Cuando adelgace dos kilos empezaré a ir al gimnasio para que la gente me vea estando un poco más delgada.
Cuando adelgace 10 kilos iré a cenar al Goiko Grill, del cual me quedé enamorada la primera y última vez que fui, ya hace más de un año.
Cuando adelgace un poco más iré a comprar esos pantalones que me gustan tanto y no se por qué razón pero solo me “sentará bien” la querida/odiada talla 36.
¿Por qué cuando adelgace y no ahora? ¿Por qué creemos que teniendo un determinado peso vamos a poder hacer las cosas que no nos atrevíamos a hacer con unos kilos más?
Para conseguir hacer todas esas cosas que queremos no debemos cambiar nuestro exterior, ya que por mucho que lo cambiemos por dentro nos sentiremos igual. De todos los pesos que he tenido no me he sentido bien en ninguno. Siempre seguí siendo esa niña infeliz con su cuerpo pesando 70, 60, 50 o 40 kilos. Nunca llegué a verme bien, incluso estando desnutrida creía que estando más delgada a lo mejor podría sentirme mejor.
¡PUES NO!
Hasta que no cambie mi interior, es decir, todas mis inseguridades, mis miedos, mi falta de autoestima, mi fobia a quedarme o que me dejen sola en algún momento de mi vida; hasta que no cambie todo esos aspectos de mí, no me sentiré agusto con nada de lo que haga.

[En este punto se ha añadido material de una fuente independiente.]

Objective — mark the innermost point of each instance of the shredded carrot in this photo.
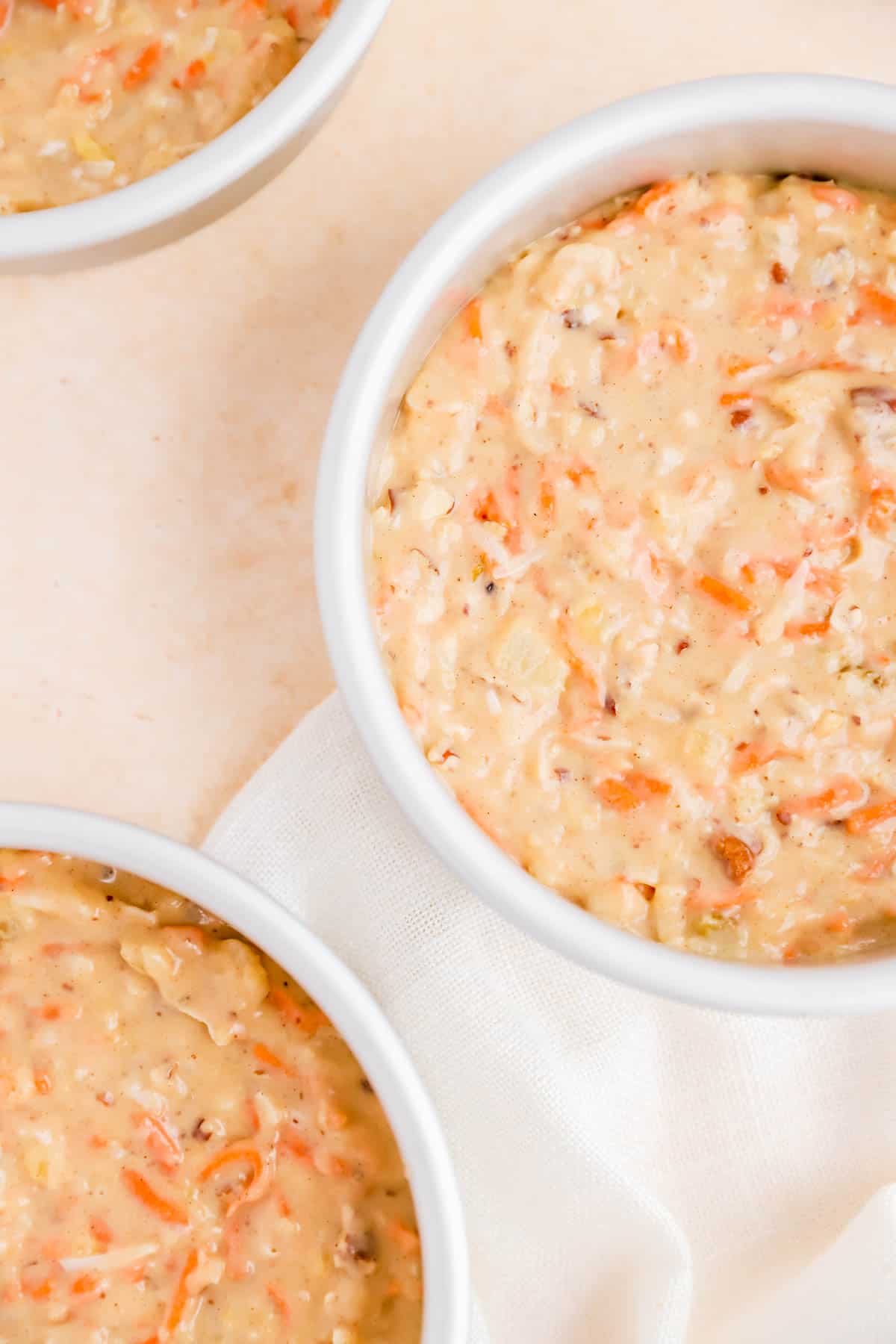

Por eso os digo que os hagáis ese piercing que tanto os gusta, ese tatuaje que lleváis tanto tiempo queriéndoos hacer, que os compréis el pantalón que más os guste o todos los de la tienda si queréis…Por eso, solo os digo que viváis y disfrutéis, porque ningún cambio externo va a solucionar vuestros problemas internos.